Closed copumpkin closed 9 years ago
If we come up with a nice way to do this, it could also subsume the current ec2-data.nix
we have in NixOS to get the SSH host key (which probably shouldn't be there either).
On the other hand, 16kb is actually quite a bit of space, and people who need more could probably incorporate their own fetchurl
calls to import.
I'm willing to experiment with making this better, but would appreciate some guidance on how to develop on the EC2 images. I'm currently calling ./create-ebs-amis.py --region us-east-1 --hvm
in the nixos maintainers scripts, and that gives me an AMI, but I don't think it necessarily spawns one from my <nixpkgs>
(it takes a channel argument) so I'm at a bit of a loss as to how to test changes incrementally. Anyone have any hints? This stuff isn't really documented anywhere as far as I can tell...

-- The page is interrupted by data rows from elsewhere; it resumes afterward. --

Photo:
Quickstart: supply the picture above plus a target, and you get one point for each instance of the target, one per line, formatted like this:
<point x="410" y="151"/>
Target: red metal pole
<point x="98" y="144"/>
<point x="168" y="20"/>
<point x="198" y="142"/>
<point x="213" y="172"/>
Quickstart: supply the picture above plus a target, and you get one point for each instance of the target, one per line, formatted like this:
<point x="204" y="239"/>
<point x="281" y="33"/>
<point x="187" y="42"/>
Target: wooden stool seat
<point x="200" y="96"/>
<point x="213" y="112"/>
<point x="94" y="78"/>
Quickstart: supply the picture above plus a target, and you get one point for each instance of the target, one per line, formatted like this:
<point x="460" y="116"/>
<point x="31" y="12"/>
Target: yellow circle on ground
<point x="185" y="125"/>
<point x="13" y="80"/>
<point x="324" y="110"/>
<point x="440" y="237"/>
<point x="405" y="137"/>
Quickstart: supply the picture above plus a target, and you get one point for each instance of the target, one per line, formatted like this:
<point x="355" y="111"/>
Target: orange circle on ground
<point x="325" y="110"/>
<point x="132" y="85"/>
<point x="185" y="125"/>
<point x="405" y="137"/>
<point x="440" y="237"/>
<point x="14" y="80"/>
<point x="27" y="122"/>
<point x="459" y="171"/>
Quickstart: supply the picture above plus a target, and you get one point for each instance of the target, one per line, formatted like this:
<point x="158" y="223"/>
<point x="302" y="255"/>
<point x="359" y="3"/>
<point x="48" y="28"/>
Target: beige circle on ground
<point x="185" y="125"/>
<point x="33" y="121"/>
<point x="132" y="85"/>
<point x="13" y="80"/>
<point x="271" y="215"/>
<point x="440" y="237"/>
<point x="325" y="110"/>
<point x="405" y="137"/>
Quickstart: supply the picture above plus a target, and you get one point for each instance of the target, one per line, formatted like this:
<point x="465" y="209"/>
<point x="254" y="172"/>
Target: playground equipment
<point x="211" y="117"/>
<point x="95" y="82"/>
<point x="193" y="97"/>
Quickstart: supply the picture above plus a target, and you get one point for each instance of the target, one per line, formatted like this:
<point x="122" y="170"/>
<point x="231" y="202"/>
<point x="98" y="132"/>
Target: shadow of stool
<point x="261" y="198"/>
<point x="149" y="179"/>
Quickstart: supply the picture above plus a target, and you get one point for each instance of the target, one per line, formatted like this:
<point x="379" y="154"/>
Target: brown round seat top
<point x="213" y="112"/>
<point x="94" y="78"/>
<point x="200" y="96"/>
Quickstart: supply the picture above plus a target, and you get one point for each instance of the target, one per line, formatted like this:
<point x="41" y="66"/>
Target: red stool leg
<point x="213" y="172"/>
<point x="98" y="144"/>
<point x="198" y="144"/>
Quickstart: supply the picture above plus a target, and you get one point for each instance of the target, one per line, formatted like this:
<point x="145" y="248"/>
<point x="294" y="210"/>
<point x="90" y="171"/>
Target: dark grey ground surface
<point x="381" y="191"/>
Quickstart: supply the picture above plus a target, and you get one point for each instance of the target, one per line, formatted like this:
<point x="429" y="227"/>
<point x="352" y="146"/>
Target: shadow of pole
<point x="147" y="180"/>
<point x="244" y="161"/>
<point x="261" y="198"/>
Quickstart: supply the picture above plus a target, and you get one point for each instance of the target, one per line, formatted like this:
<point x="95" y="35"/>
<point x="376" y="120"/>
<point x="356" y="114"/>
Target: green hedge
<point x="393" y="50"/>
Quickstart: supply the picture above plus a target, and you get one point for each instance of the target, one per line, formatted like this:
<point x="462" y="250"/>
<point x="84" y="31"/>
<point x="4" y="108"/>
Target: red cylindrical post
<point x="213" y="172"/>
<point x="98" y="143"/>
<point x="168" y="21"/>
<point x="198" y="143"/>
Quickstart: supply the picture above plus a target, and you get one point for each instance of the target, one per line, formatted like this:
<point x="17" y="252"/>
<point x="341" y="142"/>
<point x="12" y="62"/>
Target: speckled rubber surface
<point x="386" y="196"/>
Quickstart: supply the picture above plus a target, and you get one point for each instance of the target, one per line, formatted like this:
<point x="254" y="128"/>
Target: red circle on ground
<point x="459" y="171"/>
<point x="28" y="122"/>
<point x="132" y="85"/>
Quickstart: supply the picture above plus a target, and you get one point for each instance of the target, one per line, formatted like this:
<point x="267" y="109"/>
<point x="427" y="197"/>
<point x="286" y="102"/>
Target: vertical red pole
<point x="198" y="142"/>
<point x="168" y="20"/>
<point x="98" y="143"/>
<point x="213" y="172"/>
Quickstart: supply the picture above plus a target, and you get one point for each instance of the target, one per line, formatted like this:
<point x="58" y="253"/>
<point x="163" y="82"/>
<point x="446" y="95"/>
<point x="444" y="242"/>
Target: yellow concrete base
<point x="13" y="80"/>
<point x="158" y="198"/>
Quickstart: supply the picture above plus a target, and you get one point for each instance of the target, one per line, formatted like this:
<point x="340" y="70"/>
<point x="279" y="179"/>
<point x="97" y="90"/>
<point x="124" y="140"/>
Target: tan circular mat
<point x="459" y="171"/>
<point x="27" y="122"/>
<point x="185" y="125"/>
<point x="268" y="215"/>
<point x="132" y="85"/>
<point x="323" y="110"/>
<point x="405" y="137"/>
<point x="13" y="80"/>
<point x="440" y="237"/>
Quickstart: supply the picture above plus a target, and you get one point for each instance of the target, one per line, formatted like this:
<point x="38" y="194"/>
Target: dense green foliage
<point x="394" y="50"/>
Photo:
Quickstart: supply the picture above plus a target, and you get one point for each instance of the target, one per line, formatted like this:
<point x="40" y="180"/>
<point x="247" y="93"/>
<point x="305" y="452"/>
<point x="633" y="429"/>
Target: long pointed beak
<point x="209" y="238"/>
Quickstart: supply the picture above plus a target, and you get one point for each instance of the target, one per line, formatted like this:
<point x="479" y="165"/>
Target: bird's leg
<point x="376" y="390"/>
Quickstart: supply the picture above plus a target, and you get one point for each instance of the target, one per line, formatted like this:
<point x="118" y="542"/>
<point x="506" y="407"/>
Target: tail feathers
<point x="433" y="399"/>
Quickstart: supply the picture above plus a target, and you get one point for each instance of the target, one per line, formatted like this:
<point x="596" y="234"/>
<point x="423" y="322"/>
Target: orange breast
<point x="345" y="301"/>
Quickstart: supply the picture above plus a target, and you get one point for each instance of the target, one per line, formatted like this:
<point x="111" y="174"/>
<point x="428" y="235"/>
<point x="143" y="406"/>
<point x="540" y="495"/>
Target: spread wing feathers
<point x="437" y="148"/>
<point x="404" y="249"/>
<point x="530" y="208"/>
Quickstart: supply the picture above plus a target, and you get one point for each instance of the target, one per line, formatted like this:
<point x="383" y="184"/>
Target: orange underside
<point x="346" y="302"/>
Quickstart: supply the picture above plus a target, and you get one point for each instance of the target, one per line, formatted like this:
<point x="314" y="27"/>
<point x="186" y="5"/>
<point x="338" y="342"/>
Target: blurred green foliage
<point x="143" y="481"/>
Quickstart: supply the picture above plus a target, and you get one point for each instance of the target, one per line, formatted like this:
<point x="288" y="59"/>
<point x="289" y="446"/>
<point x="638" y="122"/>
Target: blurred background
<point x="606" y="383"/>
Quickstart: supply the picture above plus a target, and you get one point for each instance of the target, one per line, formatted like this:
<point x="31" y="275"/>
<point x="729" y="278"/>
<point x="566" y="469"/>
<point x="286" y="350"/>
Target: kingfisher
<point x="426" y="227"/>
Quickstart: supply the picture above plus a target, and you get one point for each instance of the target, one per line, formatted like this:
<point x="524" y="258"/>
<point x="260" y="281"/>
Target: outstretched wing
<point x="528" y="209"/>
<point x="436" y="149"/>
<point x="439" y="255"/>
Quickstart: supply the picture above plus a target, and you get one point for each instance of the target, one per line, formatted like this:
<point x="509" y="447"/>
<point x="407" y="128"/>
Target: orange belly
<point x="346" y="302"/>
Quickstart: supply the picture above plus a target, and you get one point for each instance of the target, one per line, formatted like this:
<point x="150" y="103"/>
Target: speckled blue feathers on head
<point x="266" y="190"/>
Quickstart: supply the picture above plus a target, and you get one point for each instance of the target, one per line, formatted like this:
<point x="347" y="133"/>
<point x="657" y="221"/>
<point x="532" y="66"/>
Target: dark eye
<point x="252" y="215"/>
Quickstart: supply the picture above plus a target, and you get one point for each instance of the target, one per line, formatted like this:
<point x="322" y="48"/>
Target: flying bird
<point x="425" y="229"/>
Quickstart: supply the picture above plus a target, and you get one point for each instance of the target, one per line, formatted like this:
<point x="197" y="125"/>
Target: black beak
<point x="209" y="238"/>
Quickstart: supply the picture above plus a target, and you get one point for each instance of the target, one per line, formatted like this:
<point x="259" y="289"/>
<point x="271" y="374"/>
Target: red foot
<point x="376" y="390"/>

cc @rbvermaa @edolstra (not sure who else knows about this stuff)
Yes, EBS creation currently is done 'on ec2' and uses a channel. As Amazon EC2 now supports uploading an image for EBS (previously only possible for S3 backed images), we should use this import facility and rewrite the create-ebs-amis.py script to use that.
http://docs.aws.amazon.com/AWSEC2/latest/UserGuide/importing-your-volumes-into-amazon-ebs.html
I see, thanks! How did you test this stuff as you were writing it? I mostly want to build an image from a custom nixpkgs clone and don't have an easy setup with a channel.
On Tuesday, March 24, 2015, Rob Vermaas notifications@github.com wrote:
Yes, EBS creation currently is done 'on ec2' and uses a channel. As Amazon EC2 now supports uploading an image for EBS (previously only possible for S3 backed images), we should use this import facility and rewrite the create-ebs-amis.py script to use that.
— Reply to this email directly or view it on GitHub https://github.com/NixOS/nixpkgs/issues/6662#issuecomment-85392361.
My current status is that I've amended the service in ec2-data.nix
to inject a file imported from the default configuration.nix from user-data. It then populates the channel and runs nixos-rebuild switch
.
Unfortunately, I can't sensibly run nixos-rebuild switch
inside a service, because doing so shuts down running services and thus kills itself mid-operation.
I'm at a bit of a loss as to how to make it work nicely. It might make sense to have everything happen during boot.postBootCommands
, but I'm not sure if that'll cause other issues. Anyone have any ideas? @shlevy?
@copumpkin This kind of thing was one of the reasons motivating exploration of a NixOS alternative: https://github.com/zalora/defnix/issues/12
I should have some slides/notes available going into detail about defnix soon.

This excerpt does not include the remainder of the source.